De inicio Freya foi submetida a um tratamento quinzenal para a reposição das enzimas necessárias para o funcionamento correto da digestão, mas com o passar do tempo aquilo já passou a não dar mais tanta resposta como no inicio, agora com ela chegando aos quatro anos de idade, a situação só tinha se agravado cada vez mais.
Suzan, médica de Freya e amiga de Olívia a chamou para um almoço certo dia, enquanto a pequena brincava no jardim com os filhos da amiga, Olívia questionou o que poderia fazer para tentar curar Freya.
- Sabe que não há cura não é?
- Mas deve existir alguma coisa, algo que possa ser feito, além das injeções...

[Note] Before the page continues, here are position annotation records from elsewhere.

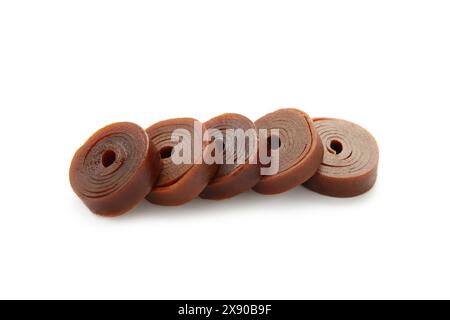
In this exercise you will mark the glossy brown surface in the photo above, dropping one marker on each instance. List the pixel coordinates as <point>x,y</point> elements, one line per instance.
<point>179,183</point>
<point>115,169</point>
<point>300,150</point>
<point>350,162</point>
<point>233,178</point>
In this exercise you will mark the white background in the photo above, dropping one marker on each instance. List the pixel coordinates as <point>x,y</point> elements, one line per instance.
<point>68,68</point>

- Bom, na verdade há, mas está em fase de testes ainda, existe um tratamento experimental com o uso de células tronco hematopoiéticas, porém não é nada comprovado.
- Certo, ainda que não seja certo, eu preciso tentar, como faço?
Suzan segurou a mão dela sobre a mesa.
- Olivia querida, tem falado com o pai de Freya?
- Quem? Otavio? Não! Deus me livre, eu o quero morto, ele nunca se importou com ela, nunca quis saber dela, nós não precisamos dele.
- Na verdade precisam sim.
- Como é?
- Um tratamento eficaz seria usar as células tronco de um bebê recém-nascido com material genético igual ou similar ao de Freya, se você fosse casada eu diria, tenha um segundo filho com o pai dela, mas nesse caso, acho que não seria um bom conselho.
Naquela noite, ao chegar a casa, ela colocou Freya para dormir e se acabou de tanto chorar sobre a cama, não queria que sua filha a visse assim, mas como faria para reencontrá-lo se ele tinha feito questão de sumir do mundo dela? Como encontrar alguém que não a queria, que não amava e como ter um segundo filho se ele nem ao menos tinha aceitado a primeira? Seu mundo desmoronou, ela encontraria outra forma, teria que haver outra forma.